About 12 different individuals either emailed, tweeted or otherwise prodded me towards an article on Mumbrella yesterday, so I figured it must be of interest.
The article entitled 'Traditional agencies are driving away their digital superstars with their old ways' is an argument from digital agency strategist Daniel Monheit around how Australia’s 'creative' (ie big advertising shops) agencies will never be able to keep digital talent.
Here's his nub.
'...[digital talent] don’t last six months in traditional agencies. They suffocate, or are crushed under the weight of endless banner campaigns and microsite rollouts based on print ads. Their brilliance, ingenuity and ambition goes unnoticed in the opulent shrines dedicated to 30 second spots, catchy jingles and 10% commissions.'
Despite notionally agreeing with much of his schtick I'm compelled to say that I still feel that the 'brand' agencies are best placed to be doing the great digitally driven work, should they choose to take the opportunity.

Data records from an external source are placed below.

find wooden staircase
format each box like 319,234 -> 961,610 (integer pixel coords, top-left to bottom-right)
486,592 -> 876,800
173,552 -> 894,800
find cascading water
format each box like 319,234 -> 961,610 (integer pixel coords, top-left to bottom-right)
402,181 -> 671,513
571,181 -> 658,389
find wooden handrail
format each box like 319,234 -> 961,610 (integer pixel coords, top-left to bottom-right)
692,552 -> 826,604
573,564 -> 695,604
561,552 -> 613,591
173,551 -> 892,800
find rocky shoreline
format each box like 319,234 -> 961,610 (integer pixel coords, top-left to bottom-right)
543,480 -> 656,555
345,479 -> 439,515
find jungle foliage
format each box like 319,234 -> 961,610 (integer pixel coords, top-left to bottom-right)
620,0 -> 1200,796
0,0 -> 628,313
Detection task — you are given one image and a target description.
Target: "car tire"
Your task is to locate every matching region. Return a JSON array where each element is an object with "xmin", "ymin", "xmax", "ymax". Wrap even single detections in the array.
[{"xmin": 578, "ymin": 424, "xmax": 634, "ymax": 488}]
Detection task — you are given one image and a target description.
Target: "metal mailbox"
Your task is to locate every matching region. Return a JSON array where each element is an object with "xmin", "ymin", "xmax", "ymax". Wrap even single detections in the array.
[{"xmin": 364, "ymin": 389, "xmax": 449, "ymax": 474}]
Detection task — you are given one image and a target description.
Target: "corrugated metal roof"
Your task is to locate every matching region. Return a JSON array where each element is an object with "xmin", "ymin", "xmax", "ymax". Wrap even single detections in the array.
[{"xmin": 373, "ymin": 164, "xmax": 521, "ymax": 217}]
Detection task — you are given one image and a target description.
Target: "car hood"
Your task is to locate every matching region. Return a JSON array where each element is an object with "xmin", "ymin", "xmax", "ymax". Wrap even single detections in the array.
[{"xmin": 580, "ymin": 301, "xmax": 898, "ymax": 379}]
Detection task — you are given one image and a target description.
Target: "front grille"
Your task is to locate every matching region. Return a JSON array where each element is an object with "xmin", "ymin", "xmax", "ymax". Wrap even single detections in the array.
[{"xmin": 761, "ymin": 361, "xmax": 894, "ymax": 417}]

At the moment they still have the budgets, the weight in terms of resource and the brand nous.
The issue is that many 'digital' agencies have is a 'tactical' focus rather than a 'strategic'.
The brand agencies have the instinct to think at a higher level.
It's all there for the taking for the big agencies but yes, I agree that there is the problem of mindset.
It's no use cramming digital talent in at the bottom of the pile, the change has to happen at the very top.
As an example, the recent restructure at JWT North America (the oldest ad agency in the world, remember) that saw Jeff Benjamin, the ex-Crispin Porter + Bogusky interactive creative director join as Chief Creative Officer, and Mike Geiger, formerly chief digital officer at Goodby, Silverstein & Partners, has been named as President, Chief Integration officer, JWT North America.
So it is happening.
For the rest of us, yes there is the temptation to feel undervalued or undermined, but we have a mindset issue too.
Here's an excerpt from a piece I wrote in July last year, In The Ghetto, which seems strangely relevant to this conversation.
My irk is that 'the digital' is invariably 'other'.
By labelling it digital it's somehow SEPARATE from 'proper' planning or 'proper' creative.
It becomes secondary by it's otherness.
It's down the totem pole.
It's the little brother or sister.
The add-on after the real stuff.
'...Lets get the basics right first then do some social...'
This is not a pop at the traditionalists per se.
It's the digitalists that are as much the problem, by revelling in their otherness.
My fellow digerati, honestly, until we figure this out we'll always be in the ghetto.